Existe, porém, um outro tipo de clonagem, a terapêutica, cujo futuro é mais promissor. A idéia é utilizar a técnica para obter células embrionárias indiferenciadas, isto é, células com capacidade de converter-se em qualquer tipo de tecido. Isso em tese permitiria curar doenças como Alzheimer e câncer e até restaurar órgãos comprometidos.
Ainda é cedo para saber se esse tipo de pesquisa vai progredir. Mas já é certo que ela está proibida no Brasil.
A lei 8.974-95, também conhecida como Lei de Biossegurança, veda a "produção, armazenamento ou manipulação de embriões humanos destinados a servirem como material biológico disponível". Pena: reclusão de 6 a 20 anos. O Brasil corre, portanto, o risco de ficar para trás nesse tipo de investigação científica. Alguns países já a autorizaram.
As dificuldades da lei para lidar com a biotecnologia são notórias. Qual é a relação de parentesco -e portanto jurídica- entre modelo e clone? Pai e filho, irmãos? Ou será o clone apenas uma extensão do corpo do doador da célula, uma propriedade da qual pode dispor para, por exemplo, retirar um coração?

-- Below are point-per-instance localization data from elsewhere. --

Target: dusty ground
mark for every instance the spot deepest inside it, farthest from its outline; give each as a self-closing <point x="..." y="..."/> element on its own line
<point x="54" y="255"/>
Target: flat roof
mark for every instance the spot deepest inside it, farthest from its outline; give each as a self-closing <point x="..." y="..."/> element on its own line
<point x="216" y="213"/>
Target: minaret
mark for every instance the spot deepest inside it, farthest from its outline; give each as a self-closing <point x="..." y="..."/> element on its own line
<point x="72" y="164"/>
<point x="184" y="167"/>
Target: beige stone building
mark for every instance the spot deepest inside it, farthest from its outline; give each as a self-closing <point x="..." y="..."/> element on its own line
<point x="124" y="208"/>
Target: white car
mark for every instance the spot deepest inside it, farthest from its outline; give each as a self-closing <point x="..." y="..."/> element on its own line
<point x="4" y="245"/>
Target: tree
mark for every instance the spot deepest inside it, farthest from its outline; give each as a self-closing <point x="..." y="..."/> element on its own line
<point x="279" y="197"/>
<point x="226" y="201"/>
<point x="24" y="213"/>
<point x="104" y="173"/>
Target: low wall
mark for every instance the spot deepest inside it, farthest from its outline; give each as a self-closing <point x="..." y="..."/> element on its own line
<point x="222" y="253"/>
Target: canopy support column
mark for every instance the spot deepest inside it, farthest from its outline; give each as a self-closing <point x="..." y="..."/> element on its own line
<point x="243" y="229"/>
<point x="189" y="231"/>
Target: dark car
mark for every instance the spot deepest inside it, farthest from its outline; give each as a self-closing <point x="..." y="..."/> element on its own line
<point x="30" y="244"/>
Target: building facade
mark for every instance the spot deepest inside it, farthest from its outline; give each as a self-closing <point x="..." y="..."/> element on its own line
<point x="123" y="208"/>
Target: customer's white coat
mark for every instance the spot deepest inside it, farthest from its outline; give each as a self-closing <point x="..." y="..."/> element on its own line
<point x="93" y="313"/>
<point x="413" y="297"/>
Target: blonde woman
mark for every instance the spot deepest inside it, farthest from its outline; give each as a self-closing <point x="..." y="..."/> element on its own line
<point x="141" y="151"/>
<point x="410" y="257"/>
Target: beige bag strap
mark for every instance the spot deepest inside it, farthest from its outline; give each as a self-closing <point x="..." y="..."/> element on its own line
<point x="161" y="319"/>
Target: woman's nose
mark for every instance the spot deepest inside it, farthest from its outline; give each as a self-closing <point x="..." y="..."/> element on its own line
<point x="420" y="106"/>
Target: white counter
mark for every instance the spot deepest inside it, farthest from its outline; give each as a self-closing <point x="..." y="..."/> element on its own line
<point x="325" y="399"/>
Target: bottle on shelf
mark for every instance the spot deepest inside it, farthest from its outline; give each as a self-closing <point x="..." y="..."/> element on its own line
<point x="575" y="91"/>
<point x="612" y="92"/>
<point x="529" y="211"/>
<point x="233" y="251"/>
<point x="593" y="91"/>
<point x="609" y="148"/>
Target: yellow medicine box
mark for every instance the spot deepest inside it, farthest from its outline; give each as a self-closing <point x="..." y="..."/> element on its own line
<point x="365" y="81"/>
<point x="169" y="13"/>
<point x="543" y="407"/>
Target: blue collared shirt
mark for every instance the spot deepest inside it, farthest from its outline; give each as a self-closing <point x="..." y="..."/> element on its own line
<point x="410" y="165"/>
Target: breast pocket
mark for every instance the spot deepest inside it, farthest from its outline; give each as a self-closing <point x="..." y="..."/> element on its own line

Regular matérias ligadas aos avanços científicos é um desafio. É necessário tentar fazê-lo, porque furtar-se a legislar significa autorizar tudo. Mas as mudanças, no conteúdo e nas possibilidades, são tantas e tão rápidas que fixar elementos é condenar a lei a envelhecimento precoce, como ocorreu com a brasileira.
Mais ainda, o principal critério para proibir ou autorizar algo acaba sendo uma avaliação moral de sua adequação. E a percepção da sociedade muda rapidamente. Quando surgiu o primeiro bebê de proveta, em 1978, muitas pessoas ficaram chocadas. Hoje a fertilização "in vitro" é procedimento quase rotineiro. O mesmo se deu com transplantes.
Os avanços no campo da ciência já estão a exigir uma reformulação do direito, de modo a lidar melhor com uma realidade dinâmica. O caminho parece ser enunciar princípios em vez de descrever procedimentos.